Six years later, Benedict summons Bergoglio to Rome for a personal conference at Gandolfo, the Pope’s summer palace. Benedict has been ignoring letters from Bergoglio stating the Cardinal’s intention to retire. The Vatican Leaks scandal is unfolding, exposing deep corruption in the Curia, and Benedict is afraid the resignation of a popular, liberal figure like Bergoglio will signal an abandonment of the Church.

The two begin to argue while walking around the gardens of the palace. Their quarrel over the Cardinal’s retirement becomes a proxy for everything that separates the traditionalist Benedict and the reformer Bergoglio. Benedict accuses Bergoglio of rogue teaching by allowing divorced Catholics to receive the Eucharist. Bergoglio counters that the mass is for sinners, not the righteous. Bergoglio accuses Benedict of building walls. Benedict says no house can stand without them. Benedict notes Bergoglio used to hold more conservative positions on issues like homosexuality and accuses him of compromise.
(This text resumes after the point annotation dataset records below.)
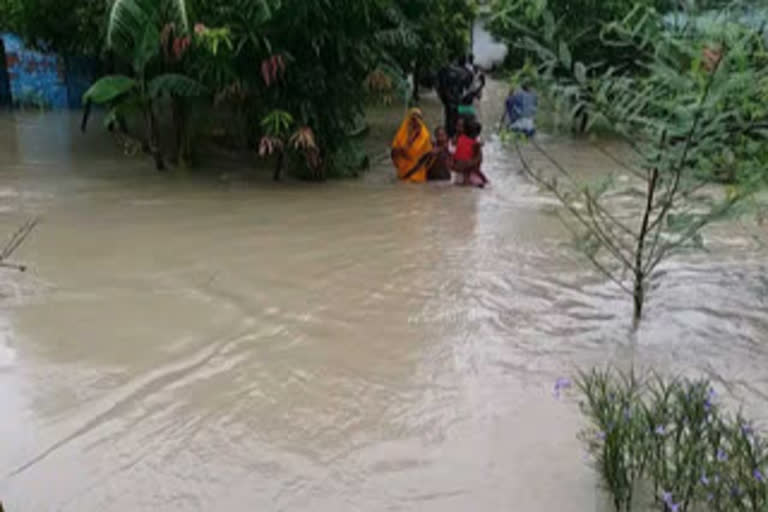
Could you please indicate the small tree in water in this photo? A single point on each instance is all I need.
(696, 114)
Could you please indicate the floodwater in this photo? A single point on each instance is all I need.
(230, 344)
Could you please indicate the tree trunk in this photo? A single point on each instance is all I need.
(639, 298)
(151, 126)
(416, 91)
(180, 126)
(639, 290)
(279, 166)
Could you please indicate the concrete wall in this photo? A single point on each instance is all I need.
(5, 85)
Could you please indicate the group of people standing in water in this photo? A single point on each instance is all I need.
(456, 152)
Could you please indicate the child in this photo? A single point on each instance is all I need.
(440, 169)
(468, 155)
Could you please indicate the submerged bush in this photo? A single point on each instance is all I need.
(672, 436)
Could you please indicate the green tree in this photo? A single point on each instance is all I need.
(697, 109)
(139, 32)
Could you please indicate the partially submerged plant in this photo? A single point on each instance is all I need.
(692, 113)
(671, 435)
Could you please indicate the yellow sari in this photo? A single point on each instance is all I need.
(411, 144)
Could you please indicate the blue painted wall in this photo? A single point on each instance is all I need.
(45, 79)
(5, 85)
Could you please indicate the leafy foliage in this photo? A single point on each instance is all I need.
(672, 435)
(693, 113)
(309, 58)
(70, 27)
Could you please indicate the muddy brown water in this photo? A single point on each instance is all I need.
(230, 344)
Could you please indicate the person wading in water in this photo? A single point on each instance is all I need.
(453, 82)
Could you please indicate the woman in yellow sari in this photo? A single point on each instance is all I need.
(411, 147)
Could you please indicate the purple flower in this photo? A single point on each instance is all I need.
(721, 455)
(561, 384)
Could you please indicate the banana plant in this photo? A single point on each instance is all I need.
(281, 134)
(138, 31)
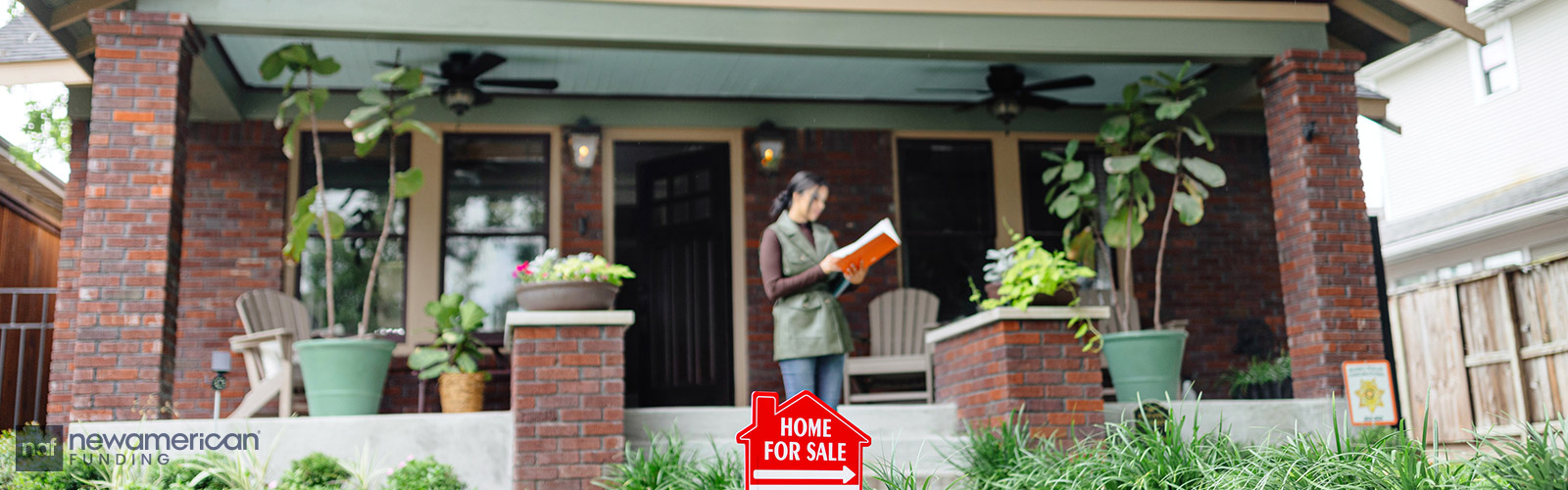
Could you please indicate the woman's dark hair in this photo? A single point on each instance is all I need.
(802, 181)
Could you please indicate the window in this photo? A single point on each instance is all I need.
(496, 216)
(1455, 270)
(357, 189)
(1039, 220)
(1497, 71)
(948, 216)
(1502, 260)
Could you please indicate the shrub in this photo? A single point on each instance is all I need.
(423, 474)
(314, 471)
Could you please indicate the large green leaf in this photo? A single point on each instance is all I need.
(408, 182)
(425, 357)
(472, 316)
(1065, 205)
(1115, 129)
(1117, 228)
(1204, 172)
(1173, 109)
(1071, 170)
(273, 67)
(1164, 161)
(1051, 174)
(1189, 206)
(1123, 164)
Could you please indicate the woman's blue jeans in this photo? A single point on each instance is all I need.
(822, 374)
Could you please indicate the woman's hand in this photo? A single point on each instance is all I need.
(857, 275)
(830, 265)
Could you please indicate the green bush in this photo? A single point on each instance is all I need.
(423, 474)
(314, 471)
Bergoglio says there’s a difference between compromise and genuine change.  

The Pope even takes the Cardinal’s demeanor and personal habits as a rebuke. Benedict is known for treating the papacy as an aristocratic office—wearing expensive rings and bejeweled crosses, Bavarian lace and red Prada shoes. Bergoglio refuses to live in the Archbishop’s palace, takes public transit, and wears beat-up shoes with the laces untied. Bergoglio is also endlessly amiable, chatting up the gardener, the housekeeping nuns, and the Swiss Guards. Bergoglio tries to disarm the Pope with jokes, much to Benedict’s annoyance. At one point, Benedict attempts to turn the tables on him by making a joke, which Bergoglio doesn’t understand. “It’s a German joke,” Benedict says, “it doesn’t have to be funny.”

After their initial argument ends in stalemate, Benedict invites Bergoglio to his private quarters later in the evening and tries a charm offensive—at least as far as he is able. Over glasses of wine, they discuss music and the struggles of getting older. Benedict plays German cabaret tunes on the piano. He shows Bergoglio his favorite TV show about a crime-solving dog, and says he knows people call him God’s Rottweiler.

Benedict then begins to confess his struggles with faith. He says he hasn’t been hearing God’s voice lately, that he needs a “spiritual hearing aid.” Bergoglio tells him a story about when he first heard God’s voice, when he was a young man, and heard the call to priesthood. The two leave the evening on better terms.

The next morning, Benedict summons Bergoglio to the Sistine Chapel. The conversation soon results in confession—from Bergoglio. He discusses his role in Argentina as the Jesuit Superior during what was known as the Dirty War. His attempts to negotiate between the military junta running the country and to keep discipline within the Jesuit ranks led to two of his priests being kidnapped and tortured. Many in Argentina saw him as a collaborator with the dictatorship. He was forced to give up his position as head of the Jesuits and serve poor rural churches, where his close ties to the problems of common people led him to a more pastoral approach, and convinced him of the need for reform. The scene ends, remarkably, with the Pope giving the Cardinal absolution for his sins.

The film ends with the resignation of Benedict and Francis’ election to the papacy. The filmmakers then show us a montage demonstrating “The Francis Effect.” They show Pope Francis preaching about the necessity of bringing down walls, along with footage of the border wall in the United States. Francis preaches about responsibility to the poor and the refugee, and we see concurrent footage of Francis showing African refugees the Sistine Chapel. The clear implication is that Francis-style liberalism has won and ushered in a new day for the Church.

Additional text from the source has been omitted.